When the little island crawls over the horizon, it is almost unnoticeable, but Lizzie’s eyes have been trailing the line for this speck, and it’s beautiful. She urges the waves to carry them forward, encourages the wind to fill their sails and force them through the water, back to the place of the massacre, back to her.
They hit the banks on the island not long after, and she practically launches over the railings the moment they do; she runs one foot in front of the other, her hair bouncing with the sudden motion and the wind. The door of the little hideout could have fallen off its hinges with how hard she flung it open, tears falling already.
And there she is.
She lays slumped against a wall, shoulder wrapped tightly in gauze and dressings, her discarded navy uniform crumpled up in a corner. The light from the door startles her just a bit, pushing her grown out unkempt hair from her eyes, as they focus on the figure in the door and fill with tears as well.

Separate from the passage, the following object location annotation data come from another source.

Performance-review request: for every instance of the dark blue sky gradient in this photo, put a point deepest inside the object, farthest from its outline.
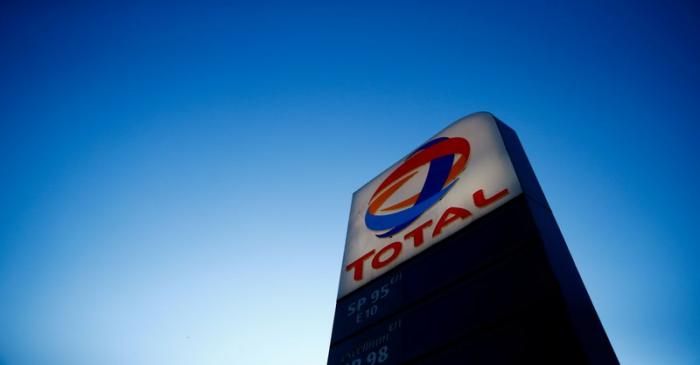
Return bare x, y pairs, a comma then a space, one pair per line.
175, 178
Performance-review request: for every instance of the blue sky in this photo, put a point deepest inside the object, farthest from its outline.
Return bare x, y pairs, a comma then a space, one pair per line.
175, 178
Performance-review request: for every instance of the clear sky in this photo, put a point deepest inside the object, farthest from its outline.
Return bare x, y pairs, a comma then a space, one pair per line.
175, 179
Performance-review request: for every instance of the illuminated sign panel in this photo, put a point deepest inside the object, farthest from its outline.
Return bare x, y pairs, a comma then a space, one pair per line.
453, 256
461, 174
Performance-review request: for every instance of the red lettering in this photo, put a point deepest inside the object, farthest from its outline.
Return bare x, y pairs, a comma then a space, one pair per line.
378, 262
450, 215
417, 234
481, 201
358, 266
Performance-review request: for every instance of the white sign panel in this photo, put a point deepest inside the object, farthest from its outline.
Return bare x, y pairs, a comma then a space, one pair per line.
456, 177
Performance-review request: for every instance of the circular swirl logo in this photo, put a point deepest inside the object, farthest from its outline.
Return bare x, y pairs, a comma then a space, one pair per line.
441, 154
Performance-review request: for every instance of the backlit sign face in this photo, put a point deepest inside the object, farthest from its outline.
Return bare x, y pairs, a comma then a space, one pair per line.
459, 175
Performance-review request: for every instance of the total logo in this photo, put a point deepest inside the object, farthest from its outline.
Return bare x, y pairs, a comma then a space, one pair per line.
447, 159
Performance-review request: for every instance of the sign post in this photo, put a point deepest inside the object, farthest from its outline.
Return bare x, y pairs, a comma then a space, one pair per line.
453, 256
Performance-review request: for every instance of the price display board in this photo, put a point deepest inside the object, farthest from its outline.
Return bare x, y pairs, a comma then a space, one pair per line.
453, 256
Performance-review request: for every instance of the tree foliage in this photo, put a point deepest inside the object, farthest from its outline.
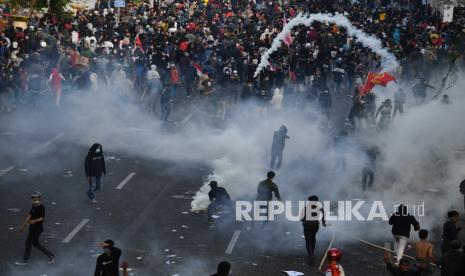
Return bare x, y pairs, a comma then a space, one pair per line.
57, 7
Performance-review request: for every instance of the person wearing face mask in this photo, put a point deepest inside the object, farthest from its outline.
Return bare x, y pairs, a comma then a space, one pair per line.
35, 220
94, 168
108, 261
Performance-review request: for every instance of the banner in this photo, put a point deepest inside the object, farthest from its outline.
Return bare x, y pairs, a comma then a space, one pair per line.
448, 13
83, 4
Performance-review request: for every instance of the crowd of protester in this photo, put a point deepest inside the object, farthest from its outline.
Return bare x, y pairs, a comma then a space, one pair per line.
211, 49
163, 56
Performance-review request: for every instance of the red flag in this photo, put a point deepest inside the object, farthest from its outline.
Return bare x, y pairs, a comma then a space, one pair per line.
139, 43
288, 40
376, 79
198, 69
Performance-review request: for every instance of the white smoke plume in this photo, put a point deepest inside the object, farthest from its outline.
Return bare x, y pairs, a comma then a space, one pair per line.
388, 60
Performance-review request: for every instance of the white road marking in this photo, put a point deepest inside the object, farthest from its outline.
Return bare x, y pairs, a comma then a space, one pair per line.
5, 171
125, 181
75, 231
233, 241
48, 143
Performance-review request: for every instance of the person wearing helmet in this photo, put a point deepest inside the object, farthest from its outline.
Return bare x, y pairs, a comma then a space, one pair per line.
419, 90
368, 171
94, 168
35, 220
334, 268
385, 110
311, 224
401, 222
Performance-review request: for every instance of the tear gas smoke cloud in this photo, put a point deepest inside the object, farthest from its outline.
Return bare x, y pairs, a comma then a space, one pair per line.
239, 154
388, 60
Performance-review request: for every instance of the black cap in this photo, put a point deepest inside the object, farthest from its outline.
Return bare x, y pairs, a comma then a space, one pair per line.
404, 261
270, 174
110, 242
213, 183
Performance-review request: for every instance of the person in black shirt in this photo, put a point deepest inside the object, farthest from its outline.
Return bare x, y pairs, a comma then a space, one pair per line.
419, 90
223, 269
401, 222
94, 169
35, 219
108, 261
277, 147
450, 230
265, 191
311, 224
368, 172
218, 197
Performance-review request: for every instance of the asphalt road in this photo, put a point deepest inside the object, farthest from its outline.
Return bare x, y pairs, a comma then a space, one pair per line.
148, 217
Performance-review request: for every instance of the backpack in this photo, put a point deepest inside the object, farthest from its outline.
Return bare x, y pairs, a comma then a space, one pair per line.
462, 187
334, 270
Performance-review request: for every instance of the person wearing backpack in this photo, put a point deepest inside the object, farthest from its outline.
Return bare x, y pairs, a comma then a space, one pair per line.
55, 79
462, 191
401, 222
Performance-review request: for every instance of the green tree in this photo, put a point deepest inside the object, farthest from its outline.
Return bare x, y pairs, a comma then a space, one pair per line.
57, 7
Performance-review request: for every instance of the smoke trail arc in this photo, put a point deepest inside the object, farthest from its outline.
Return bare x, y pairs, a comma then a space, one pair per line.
388, 60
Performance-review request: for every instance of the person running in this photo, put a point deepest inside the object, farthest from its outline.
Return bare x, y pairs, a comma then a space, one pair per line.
334, 268
35, 220
55, 80
218, 197
311, 224
277, 147
94, 168
368, 171
401, 222
267, 188
108, 261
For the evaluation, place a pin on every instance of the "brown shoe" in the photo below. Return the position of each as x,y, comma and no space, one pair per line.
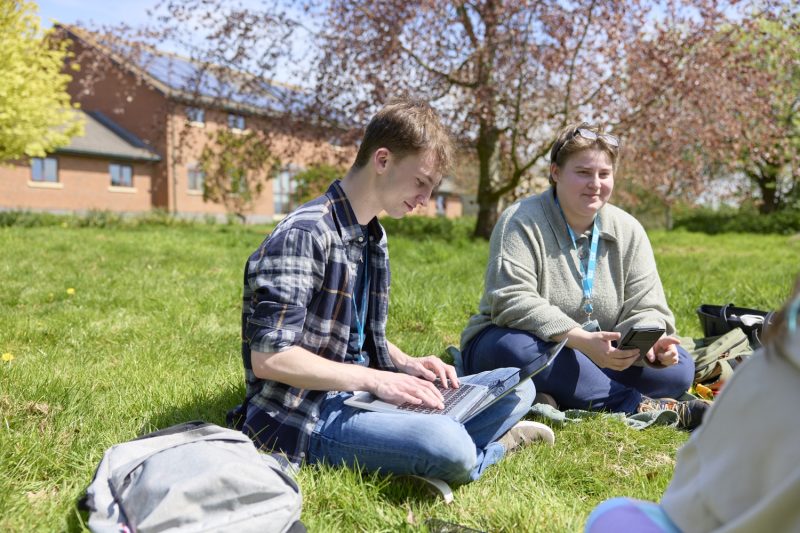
690,413
526,432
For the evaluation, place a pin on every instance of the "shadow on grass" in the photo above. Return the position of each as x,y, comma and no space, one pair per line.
211,409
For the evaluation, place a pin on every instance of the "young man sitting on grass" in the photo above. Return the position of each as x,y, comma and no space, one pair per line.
316,299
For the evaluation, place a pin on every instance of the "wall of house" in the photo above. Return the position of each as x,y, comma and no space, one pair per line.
101,85
83,184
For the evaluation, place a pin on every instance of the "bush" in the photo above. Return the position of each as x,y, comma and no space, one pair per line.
730,220
91,219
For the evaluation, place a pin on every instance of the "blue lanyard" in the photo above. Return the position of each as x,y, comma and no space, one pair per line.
361,314
587,275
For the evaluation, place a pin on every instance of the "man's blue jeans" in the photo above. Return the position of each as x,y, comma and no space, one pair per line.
420,444
573,380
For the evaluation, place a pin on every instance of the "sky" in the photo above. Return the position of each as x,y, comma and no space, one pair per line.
93,13
132,12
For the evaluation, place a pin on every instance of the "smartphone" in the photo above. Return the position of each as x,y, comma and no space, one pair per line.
642,337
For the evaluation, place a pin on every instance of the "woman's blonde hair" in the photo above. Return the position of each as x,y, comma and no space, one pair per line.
569,142
407,127
775,331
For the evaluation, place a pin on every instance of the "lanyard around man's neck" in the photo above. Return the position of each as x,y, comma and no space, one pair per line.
587,274
360,311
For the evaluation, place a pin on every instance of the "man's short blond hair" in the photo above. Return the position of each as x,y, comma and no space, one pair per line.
406,127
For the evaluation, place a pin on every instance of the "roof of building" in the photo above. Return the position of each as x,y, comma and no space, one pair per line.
192,81
104,138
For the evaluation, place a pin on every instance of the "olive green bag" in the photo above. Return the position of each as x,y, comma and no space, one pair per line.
715,358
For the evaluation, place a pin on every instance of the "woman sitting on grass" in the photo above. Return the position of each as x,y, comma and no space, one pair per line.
566,264
741,470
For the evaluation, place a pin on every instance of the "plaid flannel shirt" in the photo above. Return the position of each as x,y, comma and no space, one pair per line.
298,288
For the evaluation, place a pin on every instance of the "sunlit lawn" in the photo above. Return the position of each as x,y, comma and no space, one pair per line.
119,331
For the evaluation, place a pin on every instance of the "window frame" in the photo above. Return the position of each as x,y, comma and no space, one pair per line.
196,171
43,174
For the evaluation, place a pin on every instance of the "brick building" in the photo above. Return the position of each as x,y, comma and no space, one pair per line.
144,104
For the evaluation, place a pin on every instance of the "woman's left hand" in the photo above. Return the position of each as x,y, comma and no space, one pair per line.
664,351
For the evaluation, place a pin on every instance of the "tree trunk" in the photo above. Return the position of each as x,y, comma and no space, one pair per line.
767,180
668,222
488,147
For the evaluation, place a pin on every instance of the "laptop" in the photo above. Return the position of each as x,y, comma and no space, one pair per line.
467,401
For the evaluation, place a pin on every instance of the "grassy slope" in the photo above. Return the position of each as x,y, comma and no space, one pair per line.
150,338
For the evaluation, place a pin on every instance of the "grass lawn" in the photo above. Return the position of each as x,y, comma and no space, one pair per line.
119,331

“Lizzie.. My Lizzie. Oh I didn't think you’d come back for me.” she says gently, standing on unsteady legs. In an instant she is wrapped in Lizzie’s arms.
“I would never, i’d always come back to you, love.” she says into her tunic, “I thought you were gone.”
“I always thought you’d get out, I had to get you out. You wouldn’t have left if you thought I could come with you. It would have just led them to you.”
“Never do that again, okay? But I'll always come back for you. Always.”
And for a moment, a martyr and a ghost held each other, and the martyr came back with a new cause, and the ghost had her soul returned.